Środkowy obrońca Bayernu Monachium na dniach zostanie ojcem. Jego partnerka Celine ma urodzić dziecko w najbliższy weekend, "ale oczywiście poród może nastąpić w każdej chwili. To tylko kwestia czasu" mówi 32-letni piłkarz. "Nie chcę tego opuścić. To moje pierwsze dziecko, więc bardzo chcę wspomóc moją partnerkę".
Louis van Gaal doskonale rozumie przyszłego tatę. "Powiedział mi, żebym był pewny i cieszył się na nadchodzące momenty. Są one niepowtarzalne, szczególnie gdy chodzi o pierwsze dziecko. To jeden z najważniejszy momentów w życiu" relacjonował Daniel, którego dom jest już przygotowany na przyjście nowego lokatora.

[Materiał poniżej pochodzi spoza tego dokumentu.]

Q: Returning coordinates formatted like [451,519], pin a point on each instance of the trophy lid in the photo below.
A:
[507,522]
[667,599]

Pomimo tego, że to będzie dziewczynka, Daniel chce zatrzymać jej imię w tajemnicy, podobnie jak trener FCB swoją wyjściową jedenastkę. W tym momencie jednak Van Buyten nie myśli o tym, czy jego nazwisko znajdzie się w pierwszym składzie Bayernu. "Zawsze trzeba walczyć o miejsce w takim klubie jak FC Bayern. To nie jest coś, o co trzeba się martwić, a coś normalnego i tak po prostu już jest" twierdzi belgijski stoper, "wszyscy muszą dawać z siebie maksimum".

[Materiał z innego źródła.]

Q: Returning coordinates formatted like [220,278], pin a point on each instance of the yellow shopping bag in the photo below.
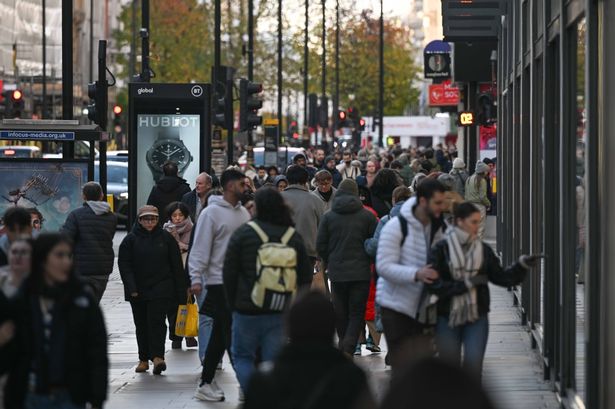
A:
[187,323]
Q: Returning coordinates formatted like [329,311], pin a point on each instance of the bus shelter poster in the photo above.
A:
[162,138]
[54,188]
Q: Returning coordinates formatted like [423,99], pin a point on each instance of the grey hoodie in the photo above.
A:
[216,224]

Dla obserwatorów jest oczywiste, że Daniel jest wierny w 100% swoim słowom. "Przygotowania przed sezonem są niezwykle ważne" mówi Bawarczyk, "jestem profesjonalistą i trenują jak zawsze". Mimo to on i jego partnerka są w kontakcie niemal w każdej chwili. "Celine ma wiele numerów, wliczając w to fizjoterapeutów. Zawsze będzie mogła poinformować kogoś o tym co się dzieje. I jeśli tak się stanie, nie będę tracił czasu, od razu pojadę do niej".